Fracking- Drilling Down into the Facts
You may have seen fracking in the news a lot lately. A very controversial topic and one with a variety of pros and cons. It has even be described as ‘…perhaps the most important energy discovery in the last half century’ by Forbes and public attitude towards it is varied. However, is this opinion based on hard standing fact or general public hearsay?
What exactly is fracking?
In basic terms fracking is a process of drilling into the earth, forcing a stream of water, sand and other chemicals into rocks at extremely high pressure, this breaks open the rocks holding gas and oil thus releasing this sought after energy source.
Should we be for or against it?
There are two equally compelling arguments, so let’s consider both.
Fracking is common-place in America and as such everyone has access to cheaper gas prices especially in comparison to Europe, hundreds of thousands of jobs have been created, and crude production has almost doubled in the last 7 years. It has been highlighted that fracking is also a more energy efficient source and therefore contributes to saving the planet.
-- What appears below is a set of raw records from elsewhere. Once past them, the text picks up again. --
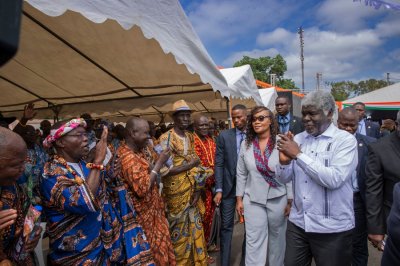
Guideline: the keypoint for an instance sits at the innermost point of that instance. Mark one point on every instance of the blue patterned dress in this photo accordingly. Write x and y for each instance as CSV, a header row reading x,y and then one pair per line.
x,y
86,229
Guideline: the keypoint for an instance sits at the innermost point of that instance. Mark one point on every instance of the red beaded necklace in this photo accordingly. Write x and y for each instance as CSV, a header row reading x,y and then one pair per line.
x,y
207,150
78,179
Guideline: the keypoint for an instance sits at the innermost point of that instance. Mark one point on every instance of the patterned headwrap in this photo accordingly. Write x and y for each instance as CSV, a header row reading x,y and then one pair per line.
x,y
56,134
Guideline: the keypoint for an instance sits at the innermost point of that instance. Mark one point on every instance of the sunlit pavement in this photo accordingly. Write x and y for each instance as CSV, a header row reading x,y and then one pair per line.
x,y
374,254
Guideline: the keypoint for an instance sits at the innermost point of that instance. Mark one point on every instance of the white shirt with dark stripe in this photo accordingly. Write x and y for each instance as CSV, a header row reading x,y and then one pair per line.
x,y
321,175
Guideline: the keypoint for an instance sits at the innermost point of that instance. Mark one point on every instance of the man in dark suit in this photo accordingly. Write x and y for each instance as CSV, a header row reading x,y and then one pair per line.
x,y
391,254
227,150
348,120
383,172
366,127
286,121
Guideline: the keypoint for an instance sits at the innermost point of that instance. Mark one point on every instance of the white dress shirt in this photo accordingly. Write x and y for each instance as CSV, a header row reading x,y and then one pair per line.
x,y
322,188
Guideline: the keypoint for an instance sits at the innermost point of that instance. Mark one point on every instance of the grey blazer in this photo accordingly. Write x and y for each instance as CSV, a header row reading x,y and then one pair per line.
x,y
250,181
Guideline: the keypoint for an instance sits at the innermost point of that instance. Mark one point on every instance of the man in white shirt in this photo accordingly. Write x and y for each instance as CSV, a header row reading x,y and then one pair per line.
x,y
320,161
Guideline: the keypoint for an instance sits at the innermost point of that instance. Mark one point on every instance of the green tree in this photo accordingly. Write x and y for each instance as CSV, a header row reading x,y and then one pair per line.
x,y
342,90
262,67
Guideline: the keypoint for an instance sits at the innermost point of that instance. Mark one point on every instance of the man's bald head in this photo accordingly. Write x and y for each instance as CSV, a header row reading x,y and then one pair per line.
x,y
12,156
137,133
134,122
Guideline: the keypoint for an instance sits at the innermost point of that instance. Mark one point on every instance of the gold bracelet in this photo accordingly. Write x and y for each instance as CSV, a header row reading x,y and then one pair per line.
x,y
95,166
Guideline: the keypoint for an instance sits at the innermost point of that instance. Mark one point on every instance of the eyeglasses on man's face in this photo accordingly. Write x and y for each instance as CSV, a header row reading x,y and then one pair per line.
x,y
79,135
259,118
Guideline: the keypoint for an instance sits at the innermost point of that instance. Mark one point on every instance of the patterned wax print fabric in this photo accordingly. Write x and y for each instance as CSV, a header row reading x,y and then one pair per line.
x,y
86,229
184,219
29,179
12,197
205,149
118,203
148,204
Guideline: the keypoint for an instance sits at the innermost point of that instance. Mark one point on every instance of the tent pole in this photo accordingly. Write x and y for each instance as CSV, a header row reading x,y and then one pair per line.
x,y
228,112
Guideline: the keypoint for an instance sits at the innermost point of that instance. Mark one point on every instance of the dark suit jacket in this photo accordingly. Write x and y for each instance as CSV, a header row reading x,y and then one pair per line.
x,y
363,142
225,163
382,173
392,249
372,129
296,124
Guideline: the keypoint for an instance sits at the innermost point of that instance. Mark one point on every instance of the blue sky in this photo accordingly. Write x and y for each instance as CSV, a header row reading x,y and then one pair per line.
x,y
344,40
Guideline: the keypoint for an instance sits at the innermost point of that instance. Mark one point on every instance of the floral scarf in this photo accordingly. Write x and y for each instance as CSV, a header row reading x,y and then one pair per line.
x,y
262,161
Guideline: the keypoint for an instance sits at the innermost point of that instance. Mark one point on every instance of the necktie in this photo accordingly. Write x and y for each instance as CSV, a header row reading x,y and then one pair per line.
x,y
241,137
242,134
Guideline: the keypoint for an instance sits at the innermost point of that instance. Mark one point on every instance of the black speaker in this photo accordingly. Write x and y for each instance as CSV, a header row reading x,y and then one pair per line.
x,y
10,23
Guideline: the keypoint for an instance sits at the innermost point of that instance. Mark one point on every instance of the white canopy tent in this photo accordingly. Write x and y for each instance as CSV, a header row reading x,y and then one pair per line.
x,y
110,58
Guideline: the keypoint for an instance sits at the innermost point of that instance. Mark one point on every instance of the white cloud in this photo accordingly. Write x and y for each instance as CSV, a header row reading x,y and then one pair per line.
x,y
335,55
277,36
390,26
346,15
221,20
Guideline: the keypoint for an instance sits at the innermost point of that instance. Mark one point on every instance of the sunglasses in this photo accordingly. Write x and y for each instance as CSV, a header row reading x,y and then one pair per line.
x,y
259,118
79,135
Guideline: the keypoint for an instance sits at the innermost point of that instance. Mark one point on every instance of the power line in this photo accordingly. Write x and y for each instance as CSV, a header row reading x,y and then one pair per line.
x,y
300,32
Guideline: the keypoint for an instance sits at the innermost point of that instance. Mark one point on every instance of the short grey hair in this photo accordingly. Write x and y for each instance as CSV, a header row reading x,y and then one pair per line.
x,y
322,100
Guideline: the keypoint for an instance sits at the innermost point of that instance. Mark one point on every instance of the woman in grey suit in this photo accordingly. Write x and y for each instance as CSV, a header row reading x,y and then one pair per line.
x,y
262,200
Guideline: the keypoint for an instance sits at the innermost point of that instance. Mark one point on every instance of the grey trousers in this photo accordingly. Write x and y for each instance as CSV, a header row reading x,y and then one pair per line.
x,y
265,231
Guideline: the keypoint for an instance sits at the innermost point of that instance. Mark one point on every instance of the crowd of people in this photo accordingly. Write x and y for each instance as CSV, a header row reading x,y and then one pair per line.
x,y
144,194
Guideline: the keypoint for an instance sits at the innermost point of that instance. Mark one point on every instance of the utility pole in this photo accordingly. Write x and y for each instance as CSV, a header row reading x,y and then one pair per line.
x,y
273,79
319,78
300,32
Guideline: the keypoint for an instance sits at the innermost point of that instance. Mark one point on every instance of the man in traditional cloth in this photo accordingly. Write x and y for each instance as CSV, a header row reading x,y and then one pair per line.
x,y
34,164
12,201
182,188
140,171
87,225
205,148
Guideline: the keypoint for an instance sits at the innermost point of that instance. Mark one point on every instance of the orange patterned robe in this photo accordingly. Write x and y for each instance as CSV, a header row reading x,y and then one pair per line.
x,y
147,202
205,149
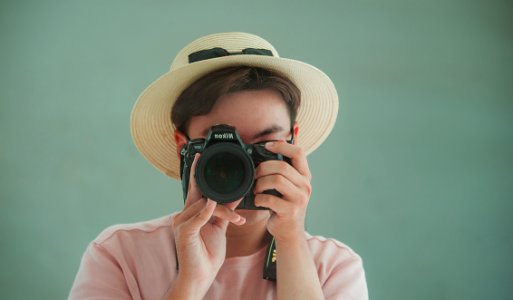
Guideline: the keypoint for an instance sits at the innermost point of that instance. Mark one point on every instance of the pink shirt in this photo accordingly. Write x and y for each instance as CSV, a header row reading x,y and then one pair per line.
x,y
138,261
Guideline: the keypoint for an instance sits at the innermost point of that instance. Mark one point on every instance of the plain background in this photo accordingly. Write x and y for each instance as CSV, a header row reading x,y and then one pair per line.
x,y
417,175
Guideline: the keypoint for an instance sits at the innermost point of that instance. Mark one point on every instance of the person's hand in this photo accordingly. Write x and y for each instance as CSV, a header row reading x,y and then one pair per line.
x,y
293,182
200,236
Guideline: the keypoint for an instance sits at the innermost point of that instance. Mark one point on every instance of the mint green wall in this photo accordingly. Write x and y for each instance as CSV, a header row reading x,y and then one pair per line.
x,y
417,176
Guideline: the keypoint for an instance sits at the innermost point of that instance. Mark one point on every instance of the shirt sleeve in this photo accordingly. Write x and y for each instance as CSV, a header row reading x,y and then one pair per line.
x,y
99,276
346,280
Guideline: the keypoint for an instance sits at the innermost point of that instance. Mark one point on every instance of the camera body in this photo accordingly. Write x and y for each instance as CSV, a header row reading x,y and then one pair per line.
x,y
225,172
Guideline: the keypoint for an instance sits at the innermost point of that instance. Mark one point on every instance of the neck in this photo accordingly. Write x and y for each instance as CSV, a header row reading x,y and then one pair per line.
x,y
246,239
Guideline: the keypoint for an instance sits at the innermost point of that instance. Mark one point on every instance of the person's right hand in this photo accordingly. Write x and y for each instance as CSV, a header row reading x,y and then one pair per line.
x,y
200,237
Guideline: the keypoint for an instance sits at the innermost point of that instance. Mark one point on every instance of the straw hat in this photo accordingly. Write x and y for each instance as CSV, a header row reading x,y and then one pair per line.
x,y
151,127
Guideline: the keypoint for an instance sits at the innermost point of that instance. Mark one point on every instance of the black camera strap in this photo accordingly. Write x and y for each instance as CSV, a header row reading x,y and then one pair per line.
x,y
270,262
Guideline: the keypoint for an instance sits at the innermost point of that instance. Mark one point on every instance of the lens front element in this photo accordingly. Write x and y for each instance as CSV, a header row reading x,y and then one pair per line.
x,y
225,172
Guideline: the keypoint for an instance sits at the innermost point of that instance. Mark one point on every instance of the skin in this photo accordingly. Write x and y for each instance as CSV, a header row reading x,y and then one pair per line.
x,y
206,233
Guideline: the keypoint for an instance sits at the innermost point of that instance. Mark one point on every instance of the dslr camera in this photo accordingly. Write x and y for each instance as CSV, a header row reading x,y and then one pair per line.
x,y
225,171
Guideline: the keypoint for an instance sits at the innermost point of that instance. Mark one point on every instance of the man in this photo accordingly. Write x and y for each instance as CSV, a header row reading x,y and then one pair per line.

However, for all it’s good, fracking has equally bad characteristics. The process itself uses vast quantities of water, which could further put our supplies of it in jeopardy. Millions of gallons alone are needed for just one fracking activity. There is also a possibility these activities could contaminate our water supply leading to potential water pollution. These activities also contribute to seismic possibilities thus increasing the chance of an earthquake occurring.
In America, these concerns are even higher, we all know that the US chances of an earthquake in comparison to the UK is massive and any activities which could contribute to this further worsen the situation. But whether or not our resulting seismic activity would be a lot smaller than the US or not, it is still a high concern for our country. In fact, in 2011 fracking in the UK was halted after earthquakes hit Blackpool, where a test fracking operation was taking place.
Other concerns surrounding fracking include overall pollution as well as a lack of focus on renewable energy sources, should we decide that we want to emphasise our efforts on fracking over green solutions.
House prices may well be impacted too, the Telegraph states ‘Houses within five miles of shale gas sites could face higher insurance premiums due to the risk of explosions and residents’ health could suffer due to noise and pollution, according to the Department of Environment, Food and Rural Affairs (Defra) report’.
What is certain is the fracking will have environmental impacts, but just how much, no one can possibly be sure of yet.
Nowhere in the UK has undergone a prolonged period of fracking as yet – and no one seems able to agree whether it should go ahead or not. A report was released by the Royal Academy of Engineering which recommended that fracking should continue as long as it is properly regulated… ‘There has been much speculation around the safety of shale gas extraction following examples of poor practice in the US. We found that well integrity is of key importance but the most common areas of concern, such as the causation of earthquakes with any significant impact or fractures reaching and contaminating drinking water, were very low risk.’
In conclusion, experts seem to believe that fracking could contribute significantly to the UK’s future energy needs – a situation which we are constantly told, is dire. Weighing up the negatives against the positives, we have a decent case in favour of fracking – jobs, industry and the economy, all of which are in desperate need of a boost.
Whether it is worth the risk, is likely to be an ongoing subject for scrutiny. Currently judgement seems to be reserved and more research needs to be done before the full long-term impact becomes evident.